Noah Lyles, the 200m bronze medallist at the Paris Olympics on Thursday, told the media after the race that he was suffering from Covid. A brilliant winner of the 100m on Sunday, Lyles saw Botswana’s Letsile Tebogo win on Thursday in the half-lap of the track, a first for an African over the distance.
Lyles tested positive Tuesday morning, he said in the mixed zone. “I was quickly quarantined near the Olympic Village and tried to take approved medication,” he continued.
“I wanted to race. I was told it was possible, so I just stayed away from the others and took lap after lap,” he said, after racing his semi-final on Wednesday. “Of the last three days, this day was by far the best.

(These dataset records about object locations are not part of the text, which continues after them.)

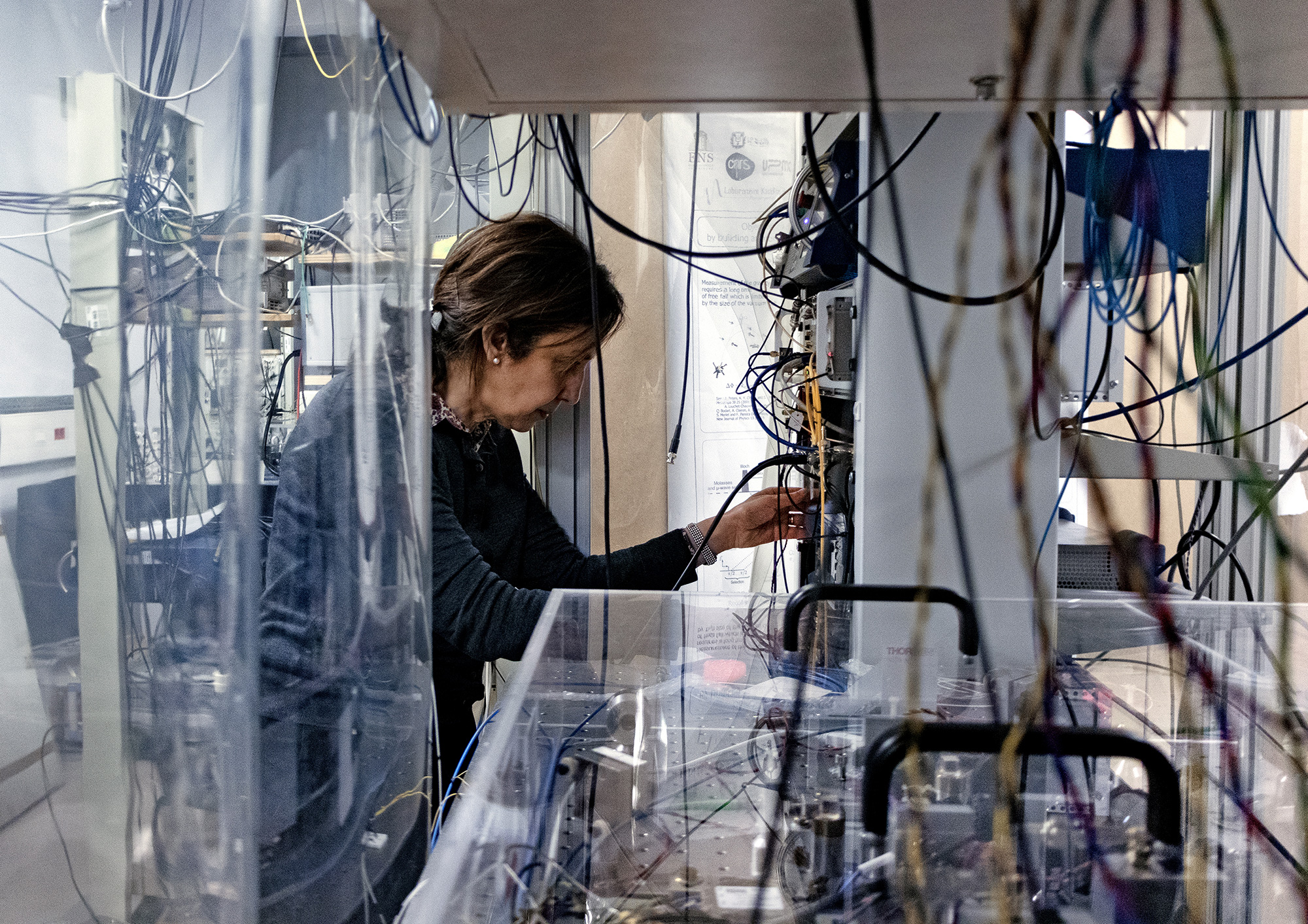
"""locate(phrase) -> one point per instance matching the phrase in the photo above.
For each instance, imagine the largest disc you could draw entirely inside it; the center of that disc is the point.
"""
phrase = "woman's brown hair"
(529, 275)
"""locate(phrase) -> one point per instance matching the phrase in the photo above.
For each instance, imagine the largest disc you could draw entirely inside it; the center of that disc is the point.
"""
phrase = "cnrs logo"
(740, 167)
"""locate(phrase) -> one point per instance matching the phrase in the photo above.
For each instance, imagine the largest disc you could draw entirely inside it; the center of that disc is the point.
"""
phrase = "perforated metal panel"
(1088, 568)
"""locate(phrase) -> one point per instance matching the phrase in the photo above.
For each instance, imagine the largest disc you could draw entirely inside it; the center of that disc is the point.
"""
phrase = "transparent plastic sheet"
(211, 746)
(645, 787)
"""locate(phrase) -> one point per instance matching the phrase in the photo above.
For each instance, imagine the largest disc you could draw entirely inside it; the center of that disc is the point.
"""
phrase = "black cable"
(532, 180)
(1245, 528)
(600, 366)
(1204, 534)
(273, 410)
(924, 362)
(1153, 388)
(1226, 439)
(903, 279)
(60, 831)
(690, 273)
(1154, 487)
(785, 458)
(1203, 377)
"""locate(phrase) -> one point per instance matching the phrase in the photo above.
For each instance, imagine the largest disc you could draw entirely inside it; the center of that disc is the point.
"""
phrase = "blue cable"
(449, 789)
(415, 121)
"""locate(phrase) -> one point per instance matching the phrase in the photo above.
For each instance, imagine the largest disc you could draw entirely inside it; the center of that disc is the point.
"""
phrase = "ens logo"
(740, 167)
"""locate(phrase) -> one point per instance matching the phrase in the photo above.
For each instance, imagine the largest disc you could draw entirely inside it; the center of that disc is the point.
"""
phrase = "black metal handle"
(1165, 791)
(880, 593)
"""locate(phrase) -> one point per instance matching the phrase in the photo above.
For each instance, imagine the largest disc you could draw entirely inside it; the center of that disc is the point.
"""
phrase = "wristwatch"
(695, 539)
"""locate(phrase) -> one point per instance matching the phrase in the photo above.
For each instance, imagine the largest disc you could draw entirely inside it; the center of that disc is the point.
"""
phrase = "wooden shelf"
(780, 56)
(347, 261)
(269, 318)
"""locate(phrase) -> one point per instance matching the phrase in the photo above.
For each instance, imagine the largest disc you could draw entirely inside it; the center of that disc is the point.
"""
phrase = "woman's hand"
(765, 516)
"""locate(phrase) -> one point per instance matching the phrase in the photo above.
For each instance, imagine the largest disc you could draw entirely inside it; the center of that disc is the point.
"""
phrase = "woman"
(513, 333)
(512, 343)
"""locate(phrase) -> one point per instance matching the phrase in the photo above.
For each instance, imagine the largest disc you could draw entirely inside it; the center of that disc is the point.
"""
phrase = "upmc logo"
(740, 167)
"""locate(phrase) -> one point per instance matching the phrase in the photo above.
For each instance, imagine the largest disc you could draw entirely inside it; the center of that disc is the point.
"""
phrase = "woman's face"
(523, 393)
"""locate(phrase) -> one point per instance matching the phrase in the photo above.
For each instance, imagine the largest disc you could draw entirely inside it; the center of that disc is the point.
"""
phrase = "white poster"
(745, 164)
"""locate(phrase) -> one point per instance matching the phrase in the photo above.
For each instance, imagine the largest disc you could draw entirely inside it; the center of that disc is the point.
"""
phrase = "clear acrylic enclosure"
(660, 757)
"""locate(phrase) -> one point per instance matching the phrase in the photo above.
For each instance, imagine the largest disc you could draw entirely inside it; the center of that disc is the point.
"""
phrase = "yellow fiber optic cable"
(315, 54)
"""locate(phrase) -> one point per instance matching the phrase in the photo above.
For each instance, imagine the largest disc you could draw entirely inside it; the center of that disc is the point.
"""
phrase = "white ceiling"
(682, 56)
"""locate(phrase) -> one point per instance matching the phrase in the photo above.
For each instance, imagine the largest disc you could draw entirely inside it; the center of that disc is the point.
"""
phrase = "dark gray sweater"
(496, 551)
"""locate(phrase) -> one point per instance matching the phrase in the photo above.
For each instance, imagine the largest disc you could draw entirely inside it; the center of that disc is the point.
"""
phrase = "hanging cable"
(690, 273)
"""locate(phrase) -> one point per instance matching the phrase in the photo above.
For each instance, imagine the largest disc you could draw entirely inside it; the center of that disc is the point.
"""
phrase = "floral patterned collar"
(443, 411)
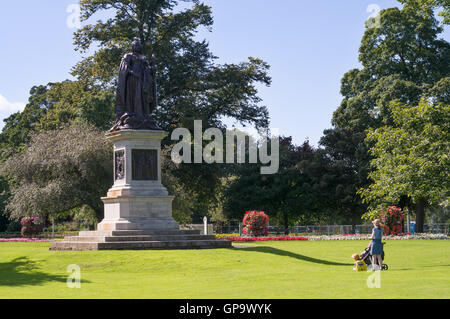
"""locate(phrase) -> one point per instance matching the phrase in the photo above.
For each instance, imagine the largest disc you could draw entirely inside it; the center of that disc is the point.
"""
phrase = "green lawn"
(320, 269)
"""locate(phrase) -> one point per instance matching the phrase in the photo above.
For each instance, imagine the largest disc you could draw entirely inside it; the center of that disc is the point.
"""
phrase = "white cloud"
(6, 106)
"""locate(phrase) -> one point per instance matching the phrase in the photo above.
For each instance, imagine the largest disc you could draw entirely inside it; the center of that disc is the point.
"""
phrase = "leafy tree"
(51, 107)
(427, 6)
(411, 157)
(403, 59)
(60, 170)
(285, 196)
(190, 84)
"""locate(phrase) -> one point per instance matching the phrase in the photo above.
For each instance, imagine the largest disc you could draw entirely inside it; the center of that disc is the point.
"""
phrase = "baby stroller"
(367, 257)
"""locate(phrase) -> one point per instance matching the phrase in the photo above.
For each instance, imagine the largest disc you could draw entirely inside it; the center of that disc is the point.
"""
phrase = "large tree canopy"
(191, 86)
(60, 170)
(403, 59)
(411, 157)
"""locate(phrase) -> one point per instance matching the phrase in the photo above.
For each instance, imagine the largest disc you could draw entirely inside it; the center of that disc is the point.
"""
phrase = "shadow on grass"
(24, 272)
(279, 252)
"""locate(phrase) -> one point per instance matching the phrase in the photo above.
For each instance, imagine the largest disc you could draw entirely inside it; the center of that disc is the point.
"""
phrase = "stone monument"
(138, 208)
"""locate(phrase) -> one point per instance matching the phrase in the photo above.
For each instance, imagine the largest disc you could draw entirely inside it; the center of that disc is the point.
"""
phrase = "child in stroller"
(367, 258)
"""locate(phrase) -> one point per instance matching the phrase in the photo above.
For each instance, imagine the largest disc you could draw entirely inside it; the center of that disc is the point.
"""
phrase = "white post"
(205, 225)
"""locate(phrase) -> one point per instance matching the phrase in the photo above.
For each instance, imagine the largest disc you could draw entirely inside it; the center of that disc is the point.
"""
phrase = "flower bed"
(7, 240)
(402, 236)
(246, 239)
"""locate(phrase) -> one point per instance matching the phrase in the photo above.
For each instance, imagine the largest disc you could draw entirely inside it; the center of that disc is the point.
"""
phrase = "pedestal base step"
(139, 240)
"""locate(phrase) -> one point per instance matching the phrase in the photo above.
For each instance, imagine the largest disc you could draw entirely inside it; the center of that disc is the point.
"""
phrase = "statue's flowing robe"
(135, 86)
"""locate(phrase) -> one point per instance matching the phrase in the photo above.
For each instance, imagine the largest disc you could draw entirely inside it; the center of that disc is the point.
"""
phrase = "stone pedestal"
(138, 208)
(137, 200)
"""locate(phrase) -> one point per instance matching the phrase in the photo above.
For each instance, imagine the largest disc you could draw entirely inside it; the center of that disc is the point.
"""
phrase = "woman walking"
(377, 247)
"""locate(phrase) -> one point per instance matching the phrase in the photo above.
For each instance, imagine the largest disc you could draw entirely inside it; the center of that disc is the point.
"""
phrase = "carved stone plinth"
(138, 208)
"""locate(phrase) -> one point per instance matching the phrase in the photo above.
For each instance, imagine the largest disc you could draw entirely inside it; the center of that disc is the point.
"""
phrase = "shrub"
(30, 227)
(255, 224)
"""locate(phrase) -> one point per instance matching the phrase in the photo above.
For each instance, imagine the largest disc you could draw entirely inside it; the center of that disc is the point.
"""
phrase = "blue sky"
(309, 45)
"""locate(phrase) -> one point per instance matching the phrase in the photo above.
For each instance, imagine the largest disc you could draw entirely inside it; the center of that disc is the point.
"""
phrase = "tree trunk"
(420, 215)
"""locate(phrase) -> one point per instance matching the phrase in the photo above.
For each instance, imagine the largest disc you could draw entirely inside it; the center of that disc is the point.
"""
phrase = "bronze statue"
(136, 96)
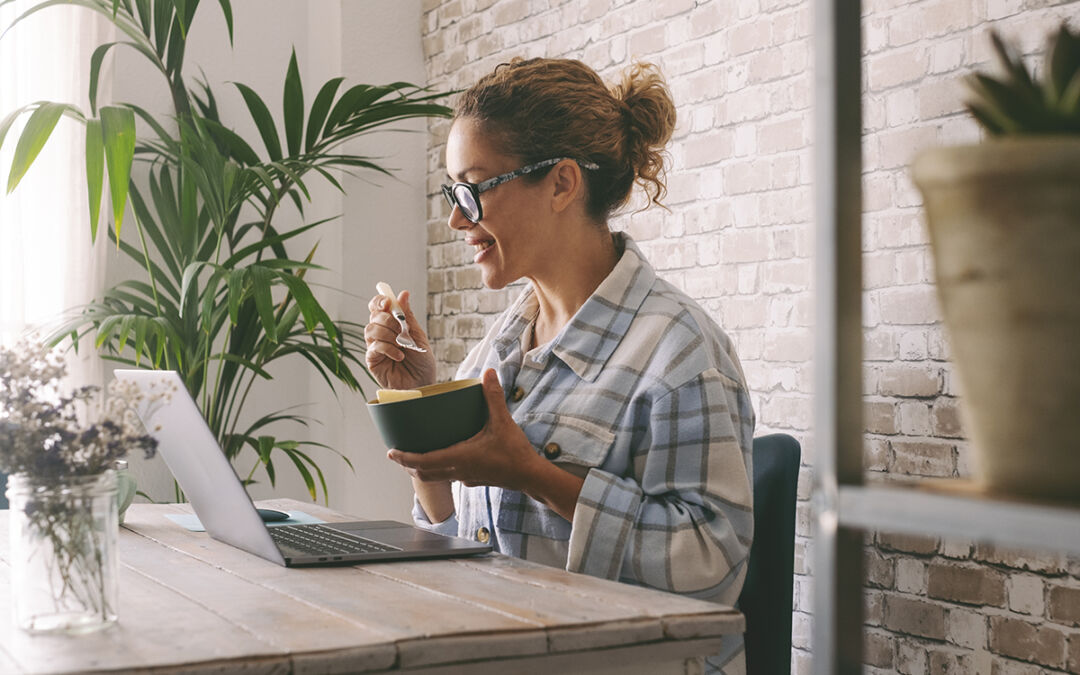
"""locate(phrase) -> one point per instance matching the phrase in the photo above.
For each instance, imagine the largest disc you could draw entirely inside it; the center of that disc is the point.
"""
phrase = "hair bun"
(649, 112)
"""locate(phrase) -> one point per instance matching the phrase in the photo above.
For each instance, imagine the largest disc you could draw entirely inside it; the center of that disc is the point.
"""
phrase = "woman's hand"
(393, 366)
(499, 455)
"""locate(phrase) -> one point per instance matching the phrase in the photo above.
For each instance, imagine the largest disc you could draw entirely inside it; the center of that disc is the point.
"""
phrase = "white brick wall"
(738, 238)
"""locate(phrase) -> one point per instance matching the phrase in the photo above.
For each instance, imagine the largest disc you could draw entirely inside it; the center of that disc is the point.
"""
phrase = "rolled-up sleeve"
(448, 527)
(684, 522)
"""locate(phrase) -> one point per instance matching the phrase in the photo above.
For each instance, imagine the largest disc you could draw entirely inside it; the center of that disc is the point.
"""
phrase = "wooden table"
(189, 604)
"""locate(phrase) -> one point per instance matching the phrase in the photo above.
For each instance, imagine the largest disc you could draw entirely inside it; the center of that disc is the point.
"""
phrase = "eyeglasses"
(466, 196)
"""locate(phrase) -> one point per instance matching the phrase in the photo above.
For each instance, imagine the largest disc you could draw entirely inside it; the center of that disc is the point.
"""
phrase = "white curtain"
(48, 265)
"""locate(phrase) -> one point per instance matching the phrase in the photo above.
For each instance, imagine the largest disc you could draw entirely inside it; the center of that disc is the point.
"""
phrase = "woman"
(620, 427)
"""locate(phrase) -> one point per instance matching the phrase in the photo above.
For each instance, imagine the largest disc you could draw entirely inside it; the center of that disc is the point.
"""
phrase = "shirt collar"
(597, 327)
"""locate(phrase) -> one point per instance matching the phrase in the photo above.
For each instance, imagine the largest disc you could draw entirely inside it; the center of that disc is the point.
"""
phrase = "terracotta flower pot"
(1004, 230)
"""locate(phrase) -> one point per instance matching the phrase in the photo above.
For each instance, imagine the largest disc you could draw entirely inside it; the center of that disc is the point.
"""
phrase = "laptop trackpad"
(400, 535)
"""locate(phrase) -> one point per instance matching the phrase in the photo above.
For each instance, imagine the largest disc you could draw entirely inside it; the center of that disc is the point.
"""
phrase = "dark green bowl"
(446, 414)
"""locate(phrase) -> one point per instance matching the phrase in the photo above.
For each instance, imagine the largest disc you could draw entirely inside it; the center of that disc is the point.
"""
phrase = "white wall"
(380, 234)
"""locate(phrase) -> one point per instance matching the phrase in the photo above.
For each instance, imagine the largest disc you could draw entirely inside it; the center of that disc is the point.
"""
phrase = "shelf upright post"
(838, 421)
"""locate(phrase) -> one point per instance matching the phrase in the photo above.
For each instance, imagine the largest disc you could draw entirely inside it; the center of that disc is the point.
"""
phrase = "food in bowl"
(429, 418)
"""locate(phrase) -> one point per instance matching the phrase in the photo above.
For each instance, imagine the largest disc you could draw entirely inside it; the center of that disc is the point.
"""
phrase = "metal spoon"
(404, 339)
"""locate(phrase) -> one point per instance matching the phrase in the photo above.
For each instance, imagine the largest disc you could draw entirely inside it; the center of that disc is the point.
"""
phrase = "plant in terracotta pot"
(1003, 217)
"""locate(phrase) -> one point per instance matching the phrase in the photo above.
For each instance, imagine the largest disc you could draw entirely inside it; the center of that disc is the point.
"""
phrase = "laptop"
(227, 512)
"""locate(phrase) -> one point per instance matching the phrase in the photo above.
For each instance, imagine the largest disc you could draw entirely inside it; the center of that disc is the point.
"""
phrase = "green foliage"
(1017, 103)
(224, 295)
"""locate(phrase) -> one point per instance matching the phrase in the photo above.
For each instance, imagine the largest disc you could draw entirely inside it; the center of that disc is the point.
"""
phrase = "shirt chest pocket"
(575, 444)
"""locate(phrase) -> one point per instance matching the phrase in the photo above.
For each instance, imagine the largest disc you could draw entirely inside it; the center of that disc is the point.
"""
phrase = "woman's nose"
(458, 221)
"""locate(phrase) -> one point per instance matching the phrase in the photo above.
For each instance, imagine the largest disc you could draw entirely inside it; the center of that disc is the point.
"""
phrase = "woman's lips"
(483, 246)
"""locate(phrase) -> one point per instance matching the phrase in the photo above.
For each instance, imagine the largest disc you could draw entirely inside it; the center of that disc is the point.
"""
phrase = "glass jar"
(64, 553)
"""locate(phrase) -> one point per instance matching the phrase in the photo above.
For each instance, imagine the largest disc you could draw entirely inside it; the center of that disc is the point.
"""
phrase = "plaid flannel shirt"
(643, 395)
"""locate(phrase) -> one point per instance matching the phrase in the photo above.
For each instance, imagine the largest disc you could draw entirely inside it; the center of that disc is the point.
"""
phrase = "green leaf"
(95, 72)
(261, 280)
(235, 293)
(38, 129)
(227, 10)
(319, 110)
(293, 105)
(118, 130)
(266, 446)
(95, 173)
(262, 120)
(189, 274)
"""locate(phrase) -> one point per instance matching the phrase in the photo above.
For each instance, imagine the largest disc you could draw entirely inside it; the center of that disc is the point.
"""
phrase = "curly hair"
(542, 108)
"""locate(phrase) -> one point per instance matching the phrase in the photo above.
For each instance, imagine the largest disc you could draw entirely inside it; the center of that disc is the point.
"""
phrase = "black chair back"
(766, 598)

I can’t say I’m 100 percent, but more like 90 or 95 percent.”
He was evacuated in a wheelchair
Covid has been a fixture at the Paris Olympics since the competitions began two weeks ago. In a report dated August 6, the World Health Organization’s (WHO) surveillance system, “which analyzes information from the media and other verified sources, indicated that at least 40 Olympic athletes had tested positive for Covid-19 or other respiratory diseases,” the WHO said on Wednesday.
Lyles, 27, was aiming for an unprecedented quadruple of gold in Paris in the 100, 200, 4×100 and 4x400m, having started perfectly on Sunday with a narrow victory in the 100m by 5 thousandths of a second ahead of Jamaican Kishane Thompson.
On Thursday, he lay on the track for a long time after crossing the finish line, before being evacuated in a wheelchair. He had presented himself before the race in the call room wearing a surgical mask. Lyles had already won Olympic bronze in the 200m in Tokyo in 2021, his last defeat over the distance before arriving in Paris. Another American, Kenny Bednarek, took silver in the 200m.